From a distance, the adequate 95% success rate for medical procedures is laudable, however, in the rush and complexity of medical care, communication is often compromised. A primary purpose of communication is to influence the attitudes and behaviors of those we address. It is not the small percentage of unsuccessful medical intervention outcomes the physician should be wary of, but the patient who expected something else or cannot understand the medical result or feels the physician has deceived or somehow showed disrespect that will drive the consumer to search for remedy. The disillusioned patient does not require an attorney to file an administrative claim with the licensesure body or employer of a physician. It is prudent that any inquiry be addressed in some fashion, and that requires time and energy.
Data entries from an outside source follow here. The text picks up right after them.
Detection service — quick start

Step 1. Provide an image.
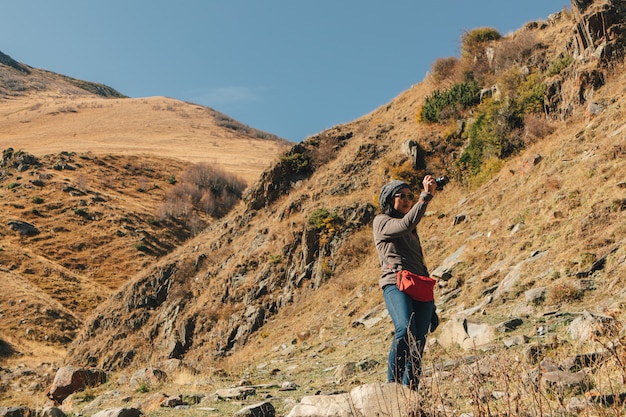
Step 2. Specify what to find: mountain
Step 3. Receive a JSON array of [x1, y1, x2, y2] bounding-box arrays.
[[1, 0, 626, 415], [0, 53, 289, 183], [0, 53, 290, 358]]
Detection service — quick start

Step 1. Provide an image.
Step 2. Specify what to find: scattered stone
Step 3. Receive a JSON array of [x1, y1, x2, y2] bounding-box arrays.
[[0, 406, 35, 417], [567, 311, 614, 342], [452, 214, 467, 226], [7, 220, 39, 236], [128, 368, 167, 388], [502, 334, 530, 347], [279, 381, 299, 391], [91, 407, 142, 417], [233, 401, 276, 417], [496, 318, 524, 333], [524, 287, 547, 304], [46, 366, 107, 404], [287, 383, 417, 417], [215, 387, 256, 400], [41, 407, 65, 417], [431, 245, 466, 281]]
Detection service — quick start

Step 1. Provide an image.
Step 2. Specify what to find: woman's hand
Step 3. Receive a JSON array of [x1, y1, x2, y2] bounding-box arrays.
[[422, 175, 437, 195]]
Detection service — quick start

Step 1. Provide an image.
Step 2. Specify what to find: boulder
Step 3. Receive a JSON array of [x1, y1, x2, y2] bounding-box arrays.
[[46, 366, 107, 404]]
Mediation can conserve time and energy in its design to identify the interests and needs of the parties. Interrogatories and depositions cannot identify underlying needs and interests, because there is a presumption that money is the underlying motivation and the adversarial process must produce a winner and a loser based on the rule of law. What value does the rule of law have to a person who seeks merely an explanation and apology, when the rights based approach to conflict cannot easily offer that remedy? As the practice and profession of medicine changes, so too must the paradigm for resolving disputes. Mediation, although informal is often viewed as a person’s “day in court,” such that the search for justice can finalize there. Kaiser Permanente, one of the nation’s largest health care providers, was forced to change its internal system of handling patient grievances and complaints by the California Supreme Court. Its in-house program was criticized as not objective or neutral.3 Kaiser then assembled a panel of experts for a in-depth study of its internal arbitration program. The extensive report recommended an independent arbitration process, funded, but not controlled by Kaiser. Their dispute resolution program is now managed by an independent administrator, and Kaiser was compelled to adopt new practices, not by market forces, but by the courts. By not being proactive and addressing the problem, that insurer and others to follow will lose more control over outcomes of disputed practices.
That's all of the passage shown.